Les derniers spectateurs s’installent dans la Grande Salle des Célestins qui plonge dans l’obscurité. Quelques notes de piano se font soudain entendre. On reconnaît l’air de « Nantes », la chanson de Barbara. En contre-jour, une faible lumière bleutée monte sur le plateau découvert et laisse percevoir ce qui pourrait être une ancienne salle de cinéma, en pente douce, face à l’écran qui se trouverait alors dans la salle. Dans cette semi-pénombre, des silhouettes, assises dans les rangées de fauteuils, se distinguent çà et là. Une femme fume, comme les autres le feront après elle. Au fil de la pièce, les volutes de cigarettes plongent la scène dans une forme d’irréalité, comme dans un rêve – à ce propos, soulignons le magnifique travail de composition de toutes les lumières, effectué par Dominique Bruguière et Pierre Gaillardot. Ce décor suranné frappe par l’impression d’abandon qui s’en dégage. Pourtant, c’est son orientation vers le public, considéré d’emblée comme un véritable support de projection, qui étonne le plus dans cette déclinaison inattendue du dispositif frontal.

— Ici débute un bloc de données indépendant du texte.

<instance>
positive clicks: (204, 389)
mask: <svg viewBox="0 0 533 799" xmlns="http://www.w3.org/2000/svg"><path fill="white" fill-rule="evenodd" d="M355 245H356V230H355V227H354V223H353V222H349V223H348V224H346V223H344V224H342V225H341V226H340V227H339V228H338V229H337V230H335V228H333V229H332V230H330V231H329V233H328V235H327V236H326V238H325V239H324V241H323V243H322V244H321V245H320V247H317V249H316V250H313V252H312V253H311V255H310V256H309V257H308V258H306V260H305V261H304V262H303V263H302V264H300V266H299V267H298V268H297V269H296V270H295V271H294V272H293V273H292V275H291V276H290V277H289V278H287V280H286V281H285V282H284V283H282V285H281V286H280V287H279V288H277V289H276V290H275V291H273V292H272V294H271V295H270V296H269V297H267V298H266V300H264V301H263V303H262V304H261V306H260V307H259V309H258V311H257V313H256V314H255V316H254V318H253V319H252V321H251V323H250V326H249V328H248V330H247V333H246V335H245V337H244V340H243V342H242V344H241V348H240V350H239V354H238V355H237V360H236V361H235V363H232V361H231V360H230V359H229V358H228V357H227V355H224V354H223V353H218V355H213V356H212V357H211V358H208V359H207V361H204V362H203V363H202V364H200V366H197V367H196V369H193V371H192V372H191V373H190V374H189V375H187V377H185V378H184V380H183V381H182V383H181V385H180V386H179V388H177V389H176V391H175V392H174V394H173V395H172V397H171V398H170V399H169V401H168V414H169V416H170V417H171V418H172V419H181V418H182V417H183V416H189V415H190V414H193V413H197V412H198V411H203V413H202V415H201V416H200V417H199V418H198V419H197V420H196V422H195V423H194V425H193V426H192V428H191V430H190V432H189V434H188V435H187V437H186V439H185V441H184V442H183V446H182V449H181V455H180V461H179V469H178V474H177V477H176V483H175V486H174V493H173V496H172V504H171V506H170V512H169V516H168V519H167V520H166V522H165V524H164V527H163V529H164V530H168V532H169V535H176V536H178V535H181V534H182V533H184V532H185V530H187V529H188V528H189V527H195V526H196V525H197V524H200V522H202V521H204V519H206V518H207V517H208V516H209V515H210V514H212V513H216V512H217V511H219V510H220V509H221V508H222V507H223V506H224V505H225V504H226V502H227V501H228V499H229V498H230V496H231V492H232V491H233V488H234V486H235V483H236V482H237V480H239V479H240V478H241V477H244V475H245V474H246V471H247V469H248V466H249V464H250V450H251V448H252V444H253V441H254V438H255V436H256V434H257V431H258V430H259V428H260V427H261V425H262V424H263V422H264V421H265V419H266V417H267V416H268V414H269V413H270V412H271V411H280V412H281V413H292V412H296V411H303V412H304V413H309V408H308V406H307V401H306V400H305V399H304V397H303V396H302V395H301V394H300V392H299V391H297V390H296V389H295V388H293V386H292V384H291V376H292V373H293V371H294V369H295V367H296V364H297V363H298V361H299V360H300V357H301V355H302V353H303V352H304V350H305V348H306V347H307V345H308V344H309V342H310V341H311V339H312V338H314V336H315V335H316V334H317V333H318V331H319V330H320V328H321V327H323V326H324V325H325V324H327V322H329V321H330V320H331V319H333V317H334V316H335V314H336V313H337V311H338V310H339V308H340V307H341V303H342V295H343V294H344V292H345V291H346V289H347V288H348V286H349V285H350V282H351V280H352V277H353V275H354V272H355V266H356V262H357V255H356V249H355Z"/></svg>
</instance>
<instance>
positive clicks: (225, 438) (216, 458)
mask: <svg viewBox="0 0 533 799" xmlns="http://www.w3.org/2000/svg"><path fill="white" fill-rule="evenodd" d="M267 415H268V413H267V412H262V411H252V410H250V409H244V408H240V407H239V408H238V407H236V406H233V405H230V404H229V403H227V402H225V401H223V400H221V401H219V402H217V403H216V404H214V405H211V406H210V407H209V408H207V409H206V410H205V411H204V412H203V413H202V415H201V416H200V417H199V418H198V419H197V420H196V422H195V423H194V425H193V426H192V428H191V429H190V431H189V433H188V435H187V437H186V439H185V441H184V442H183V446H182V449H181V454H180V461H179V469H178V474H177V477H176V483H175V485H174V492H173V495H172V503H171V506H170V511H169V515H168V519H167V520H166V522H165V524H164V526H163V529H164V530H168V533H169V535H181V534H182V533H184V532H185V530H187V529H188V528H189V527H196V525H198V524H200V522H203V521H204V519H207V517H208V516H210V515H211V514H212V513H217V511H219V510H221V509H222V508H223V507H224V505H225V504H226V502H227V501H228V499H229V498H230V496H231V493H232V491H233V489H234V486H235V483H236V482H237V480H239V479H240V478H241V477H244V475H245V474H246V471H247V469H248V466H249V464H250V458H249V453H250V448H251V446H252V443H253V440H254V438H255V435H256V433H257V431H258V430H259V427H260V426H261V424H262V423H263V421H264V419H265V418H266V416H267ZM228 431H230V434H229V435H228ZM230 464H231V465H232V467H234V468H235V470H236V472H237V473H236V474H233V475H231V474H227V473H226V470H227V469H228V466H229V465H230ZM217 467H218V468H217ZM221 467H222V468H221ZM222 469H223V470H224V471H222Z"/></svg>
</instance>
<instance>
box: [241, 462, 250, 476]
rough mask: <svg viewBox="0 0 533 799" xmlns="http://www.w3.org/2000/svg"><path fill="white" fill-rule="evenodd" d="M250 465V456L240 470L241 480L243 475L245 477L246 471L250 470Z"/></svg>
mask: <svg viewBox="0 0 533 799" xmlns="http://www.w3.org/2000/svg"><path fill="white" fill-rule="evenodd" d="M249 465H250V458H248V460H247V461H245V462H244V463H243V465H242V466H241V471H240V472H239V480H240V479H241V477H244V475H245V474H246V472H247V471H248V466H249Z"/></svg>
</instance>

Depuis le fond, près de ce qui pourrait être la cabine du projectionniste, un homme s’avance. Il se présente sobrement, presque avec réserve. « Bonsoir. Je suis Christophe Honoré… » Il dit vouloir faire un film sur la famille – la sienne comme une parmi les autres ? « J’aimerais partager ce film », ajoute-t-il. On est à nouveau saisi par l’étonnement : le comédien n’est pas Christophe Honoré – Youssouf Abi-Ayad qui joue le rôle est absolument extraordinaire dans sa capacité à le composer finement dans cette inhabituelle position ; et bien entendu, nous sommes au théâtre. Avant même la projection, la fiction a donc d’ores et déjà commencé dans une subtile distorsion narrative qui a quand même à voir avec le réel. Un régime autofictionnel surprenant dans son actualisation sur la scène, à travers les mots qui sont adressés aux spectateurs.

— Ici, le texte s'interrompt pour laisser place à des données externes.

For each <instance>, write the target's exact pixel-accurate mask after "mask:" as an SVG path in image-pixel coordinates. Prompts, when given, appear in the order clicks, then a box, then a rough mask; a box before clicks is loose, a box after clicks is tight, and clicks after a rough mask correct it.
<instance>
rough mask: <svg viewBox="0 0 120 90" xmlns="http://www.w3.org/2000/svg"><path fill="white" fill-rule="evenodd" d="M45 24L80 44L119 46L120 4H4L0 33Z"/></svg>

Christophe Honoré convoque ici plusieurs figures de la famille de sa mère : les deux oncles défunts, issus d’un premier mariage, Roger et Jacques, solidement campés par Stéphane Roger et Jean-Charles Clichet ; la tante Claudie, défunte elle aussi, jouée par Chiara Mastroianni, toute en délicatesse dans ce premier rôle au théâtre ; la grand-mère, Odette « Mémé Kiki », l’aïeule cheffe de famille formidablement interprétée par Marlène Saldana. Apparaît aussi sous les traits du ténébreux Harrison Arévalo, le grand-père d’origine ibérique au sang chaud – un peu trop sans doute, nommé Puig, parti de Nantes pour Clermont-Ferrand, lui aussi décédé aujourd’hui. Enfin, il y a Marie-Dominique, une parmi les nombreux enfants d’Odette et de Puig, comme Claudie. Marie-Dominique, la mère de Christophe Honoré, toujours en vie et joué par son propre fils, le plus jeune frère du metteur en scène, Julien Honoré, tout à fait stupéfiant dans cette configuration des rôles hors du commun. Et on est instantanément subjugué par ce ballet de spectres terriblement attachants, qui nous entraîne dans une série de superpositions entre passé et présent, d’enchâssements multiples, dont il est difficile de prévoir où ils conduisent. Ces personnages recomposés, tout comme le temps presque proustien qu’ils retrouvent sur la scène, sont autant de voies – de voix ? – labyrinthiques dans lesquelles nous nous laissons égarer au fil de la pièce.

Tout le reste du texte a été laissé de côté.